If you’re looking to take a quick jaunt by foot shortly into your ride, the Brush Creek Road Trail that leads to the top of the hillside at the foot of the Eagles Nest Wilderness is located about a half mile into the cycle. Brush Creek Road is steep, though, so be aware this kind of a side hike is replete with loose dirt, rock and plenty of climbing. Once atop the hillside, the views open up from dense forest to spectacular views of the Gore Range mountains.
Considering Brush Creek Road’s steep grade, mountain biking up through the national forest portion may prove impossible. So no matter your wheels, it’s probably best to leave the bike behind near Heeney Road.
Back on the bike, Heeney Road climbs steeply from the area around Melody Lodge Cabins & Store to the top of the hillside flanking the Blue River to its southwest. The top of this hill is marked by the sign for the U.S. Forest Service’s McDonald’s Flats Campground. Once here, remember to also turn around to get a glimpse of the Gore Range 13ers. It’s a magnificent hilltop view after pedaling through the aspens below.
After McDonald’s Flats, the road zigs and zags with rocks jutting out from the hillside to your left before opening up to a splendid view of the river inlet leading to Green Mountain Reservoir. This stretch of the bike ride is particularly beautiful at sunset, considering its orientation and how it illuminates Green Mountain at the reservoir’s rear and its waters below.
About 4 miles along the road is when you’ll dip back down into the ranch country where the eagle’s nest is located. Don’t be surprised to find mule deer, elk and fox scurrying near the roadside through this stretch, particularly around dusk. Depending on where the local rancher’s cattle have been moved, you’re almost certain to pass herds of these domesticated critters from spring through fall.
After climbing another hill, you’ll near the halfway point of the ride where more and more year-round and seasonal residences begin to pop up. It’s also 5-1/2 miles into the ride when you’ll see the turn off to Cataract Creek Road to your left. If you’re feeling particularly adventurous on a mountain bike and are looking for a mid-ride jaunt up into the wilderness, the beautiful Lower Cataract Lake is just 3 miles away. Once at the lake’s wilderness boundary, though, you’ll have to abandon your mountain bike for a short circumnavigation of this small, remote water body. If you do, and if its been raining, don’t be surprised to see a waterfall with the dramatic 13,432-foot Eagles Nest mountain in the backdrop.

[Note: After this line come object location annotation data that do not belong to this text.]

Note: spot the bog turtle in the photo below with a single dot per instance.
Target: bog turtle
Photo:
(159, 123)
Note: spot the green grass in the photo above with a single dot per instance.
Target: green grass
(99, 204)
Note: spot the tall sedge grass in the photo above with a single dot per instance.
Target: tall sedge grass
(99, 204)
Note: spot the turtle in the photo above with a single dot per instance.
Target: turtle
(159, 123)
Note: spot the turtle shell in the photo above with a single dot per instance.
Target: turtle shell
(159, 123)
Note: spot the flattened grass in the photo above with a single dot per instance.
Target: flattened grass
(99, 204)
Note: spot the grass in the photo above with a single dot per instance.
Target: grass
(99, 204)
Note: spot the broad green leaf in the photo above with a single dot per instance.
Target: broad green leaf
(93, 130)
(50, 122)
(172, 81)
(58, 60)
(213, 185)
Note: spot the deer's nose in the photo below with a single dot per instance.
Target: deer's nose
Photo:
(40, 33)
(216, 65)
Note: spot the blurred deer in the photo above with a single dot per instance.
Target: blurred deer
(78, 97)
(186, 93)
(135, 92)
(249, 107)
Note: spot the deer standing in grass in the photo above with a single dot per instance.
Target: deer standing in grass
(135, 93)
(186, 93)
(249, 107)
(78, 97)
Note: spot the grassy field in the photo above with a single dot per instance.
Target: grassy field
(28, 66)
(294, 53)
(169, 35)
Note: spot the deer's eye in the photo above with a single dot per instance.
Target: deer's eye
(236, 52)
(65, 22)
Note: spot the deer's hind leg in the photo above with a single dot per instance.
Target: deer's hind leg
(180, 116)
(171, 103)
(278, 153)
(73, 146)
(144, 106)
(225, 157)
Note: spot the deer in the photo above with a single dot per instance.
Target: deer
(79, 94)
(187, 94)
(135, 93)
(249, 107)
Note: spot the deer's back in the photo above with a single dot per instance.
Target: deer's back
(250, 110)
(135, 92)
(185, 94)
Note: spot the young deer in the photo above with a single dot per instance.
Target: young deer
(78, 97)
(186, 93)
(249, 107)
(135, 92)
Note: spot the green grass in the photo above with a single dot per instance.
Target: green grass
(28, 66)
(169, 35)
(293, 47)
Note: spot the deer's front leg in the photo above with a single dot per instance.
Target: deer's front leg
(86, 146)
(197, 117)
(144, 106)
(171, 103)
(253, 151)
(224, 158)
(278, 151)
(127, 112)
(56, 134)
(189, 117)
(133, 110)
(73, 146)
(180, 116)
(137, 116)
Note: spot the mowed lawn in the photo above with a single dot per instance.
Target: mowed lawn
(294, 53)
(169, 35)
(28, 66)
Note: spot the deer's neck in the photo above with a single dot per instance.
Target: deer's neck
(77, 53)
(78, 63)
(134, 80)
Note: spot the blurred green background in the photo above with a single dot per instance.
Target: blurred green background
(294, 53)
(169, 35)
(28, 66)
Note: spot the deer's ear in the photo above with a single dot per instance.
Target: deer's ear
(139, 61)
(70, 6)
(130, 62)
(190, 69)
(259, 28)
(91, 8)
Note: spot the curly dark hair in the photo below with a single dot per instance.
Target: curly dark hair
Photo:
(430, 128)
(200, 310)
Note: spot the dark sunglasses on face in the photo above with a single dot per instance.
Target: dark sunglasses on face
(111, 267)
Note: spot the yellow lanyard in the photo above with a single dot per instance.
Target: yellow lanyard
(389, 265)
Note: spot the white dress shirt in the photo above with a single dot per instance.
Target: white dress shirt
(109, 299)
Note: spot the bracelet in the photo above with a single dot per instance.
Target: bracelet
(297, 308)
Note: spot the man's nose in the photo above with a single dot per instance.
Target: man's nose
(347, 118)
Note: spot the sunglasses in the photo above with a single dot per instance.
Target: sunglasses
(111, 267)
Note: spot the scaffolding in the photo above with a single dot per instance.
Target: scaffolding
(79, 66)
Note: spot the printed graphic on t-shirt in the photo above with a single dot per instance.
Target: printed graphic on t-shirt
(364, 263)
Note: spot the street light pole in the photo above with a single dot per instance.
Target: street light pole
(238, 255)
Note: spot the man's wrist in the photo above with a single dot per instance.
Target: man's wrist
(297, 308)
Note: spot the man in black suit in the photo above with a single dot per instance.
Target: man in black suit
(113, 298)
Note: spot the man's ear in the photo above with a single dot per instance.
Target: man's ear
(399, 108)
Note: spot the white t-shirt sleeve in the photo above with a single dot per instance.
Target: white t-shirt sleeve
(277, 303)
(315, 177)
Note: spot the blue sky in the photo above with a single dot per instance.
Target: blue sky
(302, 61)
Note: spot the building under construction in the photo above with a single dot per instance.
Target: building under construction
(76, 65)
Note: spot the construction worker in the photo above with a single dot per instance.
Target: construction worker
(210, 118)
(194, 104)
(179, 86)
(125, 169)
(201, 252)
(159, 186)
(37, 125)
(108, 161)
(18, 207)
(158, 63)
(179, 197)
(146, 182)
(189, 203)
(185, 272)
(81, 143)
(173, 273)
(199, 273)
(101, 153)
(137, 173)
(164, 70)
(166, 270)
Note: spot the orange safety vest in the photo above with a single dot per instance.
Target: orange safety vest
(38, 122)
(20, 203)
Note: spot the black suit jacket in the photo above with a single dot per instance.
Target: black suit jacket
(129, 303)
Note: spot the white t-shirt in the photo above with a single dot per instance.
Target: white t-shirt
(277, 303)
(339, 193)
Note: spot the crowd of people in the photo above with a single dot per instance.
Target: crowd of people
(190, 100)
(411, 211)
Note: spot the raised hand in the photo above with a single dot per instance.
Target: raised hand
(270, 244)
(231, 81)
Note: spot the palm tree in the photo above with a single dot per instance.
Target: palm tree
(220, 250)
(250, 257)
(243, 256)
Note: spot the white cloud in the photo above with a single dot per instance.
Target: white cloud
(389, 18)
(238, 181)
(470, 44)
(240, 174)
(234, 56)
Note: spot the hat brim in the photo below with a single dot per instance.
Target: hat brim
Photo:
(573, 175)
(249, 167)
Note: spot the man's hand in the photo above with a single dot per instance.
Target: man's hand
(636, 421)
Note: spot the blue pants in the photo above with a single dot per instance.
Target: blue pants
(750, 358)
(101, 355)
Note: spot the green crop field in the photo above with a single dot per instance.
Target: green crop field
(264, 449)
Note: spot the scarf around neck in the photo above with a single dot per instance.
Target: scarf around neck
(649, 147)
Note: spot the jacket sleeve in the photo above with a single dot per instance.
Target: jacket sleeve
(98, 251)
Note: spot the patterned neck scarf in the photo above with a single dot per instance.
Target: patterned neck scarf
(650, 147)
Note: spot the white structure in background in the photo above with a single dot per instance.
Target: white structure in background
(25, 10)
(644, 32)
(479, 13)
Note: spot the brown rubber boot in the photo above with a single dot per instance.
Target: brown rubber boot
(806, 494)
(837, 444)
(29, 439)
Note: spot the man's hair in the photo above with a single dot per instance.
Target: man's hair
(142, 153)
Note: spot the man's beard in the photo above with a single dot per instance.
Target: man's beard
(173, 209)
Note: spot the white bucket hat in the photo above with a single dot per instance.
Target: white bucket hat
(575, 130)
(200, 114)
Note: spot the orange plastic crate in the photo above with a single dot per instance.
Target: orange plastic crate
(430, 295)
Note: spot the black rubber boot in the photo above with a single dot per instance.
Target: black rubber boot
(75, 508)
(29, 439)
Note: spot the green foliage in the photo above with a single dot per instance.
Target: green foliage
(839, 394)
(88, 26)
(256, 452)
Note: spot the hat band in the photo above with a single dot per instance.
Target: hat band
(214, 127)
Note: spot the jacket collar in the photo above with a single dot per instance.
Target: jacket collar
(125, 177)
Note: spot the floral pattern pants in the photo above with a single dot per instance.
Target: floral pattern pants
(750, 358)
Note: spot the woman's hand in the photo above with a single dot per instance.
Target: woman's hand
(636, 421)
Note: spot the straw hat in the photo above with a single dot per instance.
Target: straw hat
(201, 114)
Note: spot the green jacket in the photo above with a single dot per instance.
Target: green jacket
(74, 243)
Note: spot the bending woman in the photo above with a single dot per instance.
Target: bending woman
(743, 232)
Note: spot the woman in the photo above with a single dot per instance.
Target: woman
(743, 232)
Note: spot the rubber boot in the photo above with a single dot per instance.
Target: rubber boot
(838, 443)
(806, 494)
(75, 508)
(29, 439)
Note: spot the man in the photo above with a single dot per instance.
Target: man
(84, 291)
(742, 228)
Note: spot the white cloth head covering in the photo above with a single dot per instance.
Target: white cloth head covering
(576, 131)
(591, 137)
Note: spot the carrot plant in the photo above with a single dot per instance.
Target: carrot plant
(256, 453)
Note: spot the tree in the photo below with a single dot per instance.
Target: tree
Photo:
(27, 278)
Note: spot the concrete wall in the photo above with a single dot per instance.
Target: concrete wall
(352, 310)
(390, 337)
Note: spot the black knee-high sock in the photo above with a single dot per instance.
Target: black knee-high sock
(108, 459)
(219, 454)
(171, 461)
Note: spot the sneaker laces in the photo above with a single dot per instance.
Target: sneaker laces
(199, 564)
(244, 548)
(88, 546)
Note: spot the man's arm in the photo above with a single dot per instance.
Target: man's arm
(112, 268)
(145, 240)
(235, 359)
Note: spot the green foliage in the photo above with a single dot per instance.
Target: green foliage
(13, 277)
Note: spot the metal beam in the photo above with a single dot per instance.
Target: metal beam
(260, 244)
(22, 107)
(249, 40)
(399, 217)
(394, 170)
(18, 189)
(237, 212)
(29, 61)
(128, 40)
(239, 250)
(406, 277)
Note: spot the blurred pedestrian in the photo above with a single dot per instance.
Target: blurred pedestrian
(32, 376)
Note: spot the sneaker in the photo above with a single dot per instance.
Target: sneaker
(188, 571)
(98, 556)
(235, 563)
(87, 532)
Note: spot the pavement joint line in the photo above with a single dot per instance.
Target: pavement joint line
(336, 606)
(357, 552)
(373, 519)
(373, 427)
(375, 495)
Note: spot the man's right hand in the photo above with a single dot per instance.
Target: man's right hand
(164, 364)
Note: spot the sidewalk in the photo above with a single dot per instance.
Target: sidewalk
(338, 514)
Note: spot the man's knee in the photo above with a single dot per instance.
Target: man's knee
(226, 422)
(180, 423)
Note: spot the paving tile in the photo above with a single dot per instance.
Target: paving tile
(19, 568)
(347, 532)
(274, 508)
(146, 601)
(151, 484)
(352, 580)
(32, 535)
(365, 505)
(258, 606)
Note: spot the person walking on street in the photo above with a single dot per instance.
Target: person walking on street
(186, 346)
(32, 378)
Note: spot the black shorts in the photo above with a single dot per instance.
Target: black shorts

The ride climbs and dips over the next few miles to the heart of Heeney, past the community center, Master Bait & Tackle Shop and Heeney Marina, before declining to the Green Mountain Reservoir Dam. Once turning at the dam, the road will go from a canyon-like, cliffside feel to open up over the final 2 miles with jaw-dropping views of Ute Peak in the distance to the southeast, the Gore Range to the southwest and Green Moutain Reservoir right in front of you.
One final thing: If you’re an angler, don’t forget to bring your pole for some spin-fishing. There are known honey holes near Lower Cataract Lake, but if you feel like taking a break and don’t want to venture up there, anglers alongside the Blue River’s exposed riverbed is a common sight in the spring and fall.